Deputy Health Commissioner Sharon Moffatt says the low turnout has health officials moving away from an emphasis on vaccinations and instead stressing other aspects of smallpox preparedness.
(Moffatt) “There are many components to preparedness. The number of people we have vaccinated is only one component. We’re continuing to work on making sure that hospitals, for example, have negative pressure rooms. That they have fully in place isolation procedures for suspected or possible cases.”
(Zind) Moffatt says the current phase of the vaccination program will conclude at the end of the month. After that, she says the health department will look at ways to open the program to more potential volunteers. Moffatt says the low number is due to the cautious approach the state took in deciding who could be vaccinated.

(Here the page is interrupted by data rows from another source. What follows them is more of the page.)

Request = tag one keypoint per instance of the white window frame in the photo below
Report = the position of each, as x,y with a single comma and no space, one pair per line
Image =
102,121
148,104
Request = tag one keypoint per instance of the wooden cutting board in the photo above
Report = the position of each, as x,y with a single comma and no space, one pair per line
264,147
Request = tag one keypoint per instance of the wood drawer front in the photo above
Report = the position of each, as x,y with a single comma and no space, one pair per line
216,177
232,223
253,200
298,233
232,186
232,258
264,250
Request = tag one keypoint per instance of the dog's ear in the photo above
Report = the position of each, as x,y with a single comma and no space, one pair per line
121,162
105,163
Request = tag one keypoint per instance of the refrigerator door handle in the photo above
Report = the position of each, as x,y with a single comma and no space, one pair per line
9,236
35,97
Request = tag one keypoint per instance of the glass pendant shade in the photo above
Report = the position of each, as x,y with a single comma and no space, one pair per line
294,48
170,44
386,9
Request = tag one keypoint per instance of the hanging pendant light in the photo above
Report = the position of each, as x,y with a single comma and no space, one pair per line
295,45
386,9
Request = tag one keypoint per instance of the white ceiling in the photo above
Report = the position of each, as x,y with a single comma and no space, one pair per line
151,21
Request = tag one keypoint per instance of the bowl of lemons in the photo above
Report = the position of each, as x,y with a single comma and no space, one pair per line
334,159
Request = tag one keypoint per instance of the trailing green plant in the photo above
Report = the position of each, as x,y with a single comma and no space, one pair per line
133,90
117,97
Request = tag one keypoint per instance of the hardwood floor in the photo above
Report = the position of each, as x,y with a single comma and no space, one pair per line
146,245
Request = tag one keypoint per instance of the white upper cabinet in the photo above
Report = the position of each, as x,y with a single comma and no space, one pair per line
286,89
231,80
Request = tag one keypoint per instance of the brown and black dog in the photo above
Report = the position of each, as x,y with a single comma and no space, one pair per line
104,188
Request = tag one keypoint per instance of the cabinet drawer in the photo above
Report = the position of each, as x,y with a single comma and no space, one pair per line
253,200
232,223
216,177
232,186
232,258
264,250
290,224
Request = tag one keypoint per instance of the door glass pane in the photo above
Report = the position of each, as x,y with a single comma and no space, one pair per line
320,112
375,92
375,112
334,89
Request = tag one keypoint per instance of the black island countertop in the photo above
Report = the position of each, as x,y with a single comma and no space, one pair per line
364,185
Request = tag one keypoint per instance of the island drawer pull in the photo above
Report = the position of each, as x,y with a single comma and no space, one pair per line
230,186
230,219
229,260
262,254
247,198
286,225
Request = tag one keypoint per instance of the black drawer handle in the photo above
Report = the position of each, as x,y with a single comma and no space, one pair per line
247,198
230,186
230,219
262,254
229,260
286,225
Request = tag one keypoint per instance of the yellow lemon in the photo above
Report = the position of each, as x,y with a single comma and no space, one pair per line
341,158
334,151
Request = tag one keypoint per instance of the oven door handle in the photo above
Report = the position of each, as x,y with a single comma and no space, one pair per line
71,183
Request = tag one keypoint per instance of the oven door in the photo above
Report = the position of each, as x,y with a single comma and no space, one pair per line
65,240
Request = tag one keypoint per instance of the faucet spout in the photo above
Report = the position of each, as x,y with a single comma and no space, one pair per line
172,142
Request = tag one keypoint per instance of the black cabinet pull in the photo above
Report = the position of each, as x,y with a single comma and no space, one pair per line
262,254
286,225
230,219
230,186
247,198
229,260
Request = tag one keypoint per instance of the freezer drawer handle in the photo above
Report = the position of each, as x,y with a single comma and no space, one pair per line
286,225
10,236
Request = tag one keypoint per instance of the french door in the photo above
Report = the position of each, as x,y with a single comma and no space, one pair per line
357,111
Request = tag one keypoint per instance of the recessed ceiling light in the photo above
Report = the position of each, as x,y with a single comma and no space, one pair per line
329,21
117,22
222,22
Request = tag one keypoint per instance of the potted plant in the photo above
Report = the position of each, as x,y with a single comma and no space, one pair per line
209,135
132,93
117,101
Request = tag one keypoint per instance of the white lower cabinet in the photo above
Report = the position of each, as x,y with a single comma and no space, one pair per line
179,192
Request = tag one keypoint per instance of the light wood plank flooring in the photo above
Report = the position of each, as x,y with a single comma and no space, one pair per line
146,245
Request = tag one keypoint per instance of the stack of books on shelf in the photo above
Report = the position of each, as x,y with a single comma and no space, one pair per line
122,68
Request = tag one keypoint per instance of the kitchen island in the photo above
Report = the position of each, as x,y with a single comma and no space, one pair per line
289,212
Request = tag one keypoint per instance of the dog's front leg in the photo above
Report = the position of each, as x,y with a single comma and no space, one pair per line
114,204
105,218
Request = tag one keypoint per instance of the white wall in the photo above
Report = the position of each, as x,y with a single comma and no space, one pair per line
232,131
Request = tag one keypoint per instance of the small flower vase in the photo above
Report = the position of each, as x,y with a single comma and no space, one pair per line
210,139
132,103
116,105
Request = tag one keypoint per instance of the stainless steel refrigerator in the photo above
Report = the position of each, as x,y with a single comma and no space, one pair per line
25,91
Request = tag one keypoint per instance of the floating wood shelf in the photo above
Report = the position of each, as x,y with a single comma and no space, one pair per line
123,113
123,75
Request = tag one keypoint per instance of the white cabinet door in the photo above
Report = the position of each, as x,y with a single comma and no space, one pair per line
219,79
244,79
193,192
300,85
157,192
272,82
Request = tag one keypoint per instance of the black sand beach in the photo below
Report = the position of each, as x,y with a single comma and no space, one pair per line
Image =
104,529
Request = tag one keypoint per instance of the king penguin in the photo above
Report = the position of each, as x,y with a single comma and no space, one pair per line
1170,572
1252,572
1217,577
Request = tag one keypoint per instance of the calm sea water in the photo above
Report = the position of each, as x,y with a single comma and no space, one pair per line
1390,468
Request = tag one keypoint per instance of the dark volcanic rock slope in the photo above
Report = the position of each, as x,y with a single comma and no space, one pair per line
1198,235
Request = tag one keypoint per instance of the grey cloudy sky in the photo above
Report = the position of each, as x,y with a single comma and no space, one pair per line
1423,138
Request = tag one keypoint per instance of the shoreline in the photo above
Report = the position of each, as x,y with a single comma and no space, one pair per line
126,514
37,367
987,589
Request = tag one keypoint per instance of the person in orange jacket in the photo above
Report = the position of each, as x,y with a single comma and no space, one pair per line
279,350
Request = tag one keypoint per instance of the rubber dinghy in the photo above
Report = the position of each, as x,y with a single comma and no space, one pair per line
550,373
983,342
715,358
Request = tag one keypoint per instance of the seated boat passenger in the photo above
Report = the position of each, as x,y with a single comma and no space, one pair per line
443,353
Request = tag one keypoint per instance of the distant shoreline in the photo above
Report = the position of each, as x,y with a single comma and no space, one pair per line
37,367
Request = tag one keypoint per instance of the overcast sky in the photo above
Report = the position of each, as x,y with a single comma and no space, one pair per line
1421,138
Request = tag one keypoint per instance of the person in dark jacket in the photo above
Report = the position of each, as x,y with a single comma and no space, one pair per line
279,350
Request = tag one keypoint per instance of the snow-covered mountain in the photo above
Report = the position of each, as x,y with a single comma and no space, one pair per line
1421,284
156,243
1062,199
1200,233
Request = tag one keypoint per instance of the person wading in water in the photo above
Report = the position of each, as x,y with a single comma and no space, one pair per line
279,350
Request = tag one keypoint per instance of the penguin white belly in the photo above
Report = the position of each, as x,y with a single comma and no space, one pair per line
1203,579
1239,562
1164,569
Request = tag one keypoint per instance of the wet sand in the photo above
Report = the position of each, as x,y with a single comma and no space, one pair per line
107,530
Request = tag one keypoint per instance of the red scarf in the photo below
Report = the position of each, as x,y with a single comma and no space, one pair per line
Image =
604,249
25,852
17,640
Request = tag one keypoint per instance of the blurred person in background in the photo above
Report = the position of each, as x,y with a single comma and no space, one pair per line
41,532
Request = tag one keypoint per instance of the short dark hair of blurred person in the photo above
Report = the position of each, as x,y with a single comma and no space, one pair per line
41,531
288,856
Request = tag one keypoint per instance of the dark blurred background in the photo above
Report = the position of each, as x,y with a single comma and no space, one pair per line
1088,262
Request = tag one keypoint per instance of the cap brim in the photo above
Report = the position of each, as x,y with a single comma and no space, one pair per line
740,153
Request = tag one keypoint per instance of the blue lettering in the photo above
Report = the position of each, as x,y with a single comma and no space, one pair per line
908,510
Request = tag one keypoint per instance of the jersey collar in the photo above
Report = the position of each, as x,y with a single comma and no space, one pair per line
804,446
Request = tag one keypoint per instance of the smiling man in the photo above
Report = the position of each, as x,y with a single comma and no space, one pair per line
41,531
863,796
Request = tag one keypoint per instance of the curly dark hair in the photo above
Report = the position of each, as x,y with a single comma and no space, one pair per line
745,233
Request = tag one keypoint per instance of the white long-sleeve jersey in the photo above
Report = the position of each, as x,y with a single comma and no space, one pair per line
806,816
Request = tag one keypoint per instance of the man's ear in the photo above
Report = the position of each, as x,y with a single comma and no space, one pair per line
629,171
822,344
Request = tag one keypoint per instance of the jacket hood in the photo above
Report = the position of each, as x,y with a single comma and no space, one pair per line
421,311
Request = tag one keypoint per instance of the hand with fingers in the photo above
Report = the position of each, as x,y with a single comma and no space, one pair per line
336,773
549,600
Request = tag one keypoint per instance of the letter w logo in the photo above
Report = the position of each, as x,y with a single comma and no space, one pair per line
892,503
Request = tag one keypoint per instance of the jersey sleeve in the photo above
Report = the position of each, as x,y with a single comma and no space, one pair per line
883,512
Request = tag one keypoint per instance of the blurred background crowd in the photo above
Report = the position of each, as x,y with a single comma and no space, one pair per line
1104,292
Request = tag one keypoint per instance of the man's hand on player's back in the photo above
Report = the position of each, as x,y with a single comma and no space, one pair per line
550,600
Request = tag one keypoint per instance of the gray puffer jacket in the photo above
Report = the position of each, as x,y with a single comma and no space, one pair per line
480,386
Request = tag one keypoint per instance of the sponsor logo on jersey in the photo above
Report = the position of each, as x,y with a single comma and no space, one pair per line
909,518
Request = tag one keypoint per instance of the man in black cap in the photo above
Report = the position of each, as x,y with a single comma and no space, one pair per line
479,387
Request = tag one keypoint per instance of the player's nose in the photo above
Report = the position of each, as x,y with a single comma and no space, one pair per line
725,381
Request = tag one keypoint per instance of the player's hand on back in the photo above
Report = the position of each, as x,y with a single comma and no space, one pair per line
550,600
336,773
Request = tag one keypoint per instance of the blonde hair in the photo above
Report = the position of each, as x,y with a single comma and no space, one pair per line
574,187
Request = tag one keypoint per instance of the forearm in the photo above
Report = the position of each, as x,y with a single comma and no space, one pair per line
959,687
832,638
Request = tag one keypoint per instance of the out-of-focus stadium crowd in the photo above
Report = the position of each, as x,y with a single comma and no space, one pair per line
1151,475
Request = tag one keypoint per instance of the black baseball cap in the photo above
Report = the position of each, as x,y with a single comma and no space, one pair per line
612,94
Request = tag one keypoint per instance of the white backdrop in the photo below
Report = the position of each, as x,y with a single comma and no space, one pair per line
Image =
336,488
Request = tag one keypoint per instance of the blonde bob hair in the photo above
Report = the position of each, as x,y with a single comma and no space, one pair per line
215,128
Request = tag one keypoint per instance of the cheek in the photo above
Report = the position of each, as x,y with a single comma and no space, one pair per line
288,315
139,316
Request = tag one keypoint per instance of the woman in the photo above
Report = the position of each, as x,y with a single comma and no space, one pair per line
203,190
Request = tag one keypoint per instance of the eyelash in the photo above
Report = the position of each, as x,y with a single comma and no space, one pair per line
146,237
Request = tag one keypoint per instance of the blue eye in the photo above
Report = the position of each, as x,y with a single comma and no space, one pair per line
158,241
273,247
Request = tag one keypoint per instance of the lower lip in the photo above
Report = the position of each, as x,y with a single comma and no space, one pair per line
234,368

But there were other reasons. Ann Ruby is infection control nurse for Rutland Regional Medical Center. Ruby says the health department wanted 95 people at the center to receive vaccinations. Fewer than 10 signed up. Ruby says there were a number of reasons for that including a swift end to the Iraqi war and a reduced threat of terrorism. The outcome of the war was one of them.
(Ruby) “The way the war went in Iraq toward the end a lot of people felt there were more risks than benefits and that maybe it wasn’t as real a threat as it seemed to be before we went to war with Iraq.”
(Zind) Health Department officials say even if there is a case of smallpox, they’ll be able to quickly inoculate health care workers. The smallpox vaccine is effective even if it’s administered a few days after exposure.
Ann Ruby says she thinks hospital workers will gladly get vaccinated if they think smallpox presents a very real public health threat.
(Ruby) “You bet! They’d all be lining up at the door to get it.”
(Zind) The Health Department is trying to determine the shelf life of the 2,000 vaccines received in January. There’s a chance they could be unusable after the end of the month. If that’s the case, Sharon Moffatt says new vaccine will be made available.
For Vermont Public Radio, I’m Steve Zind.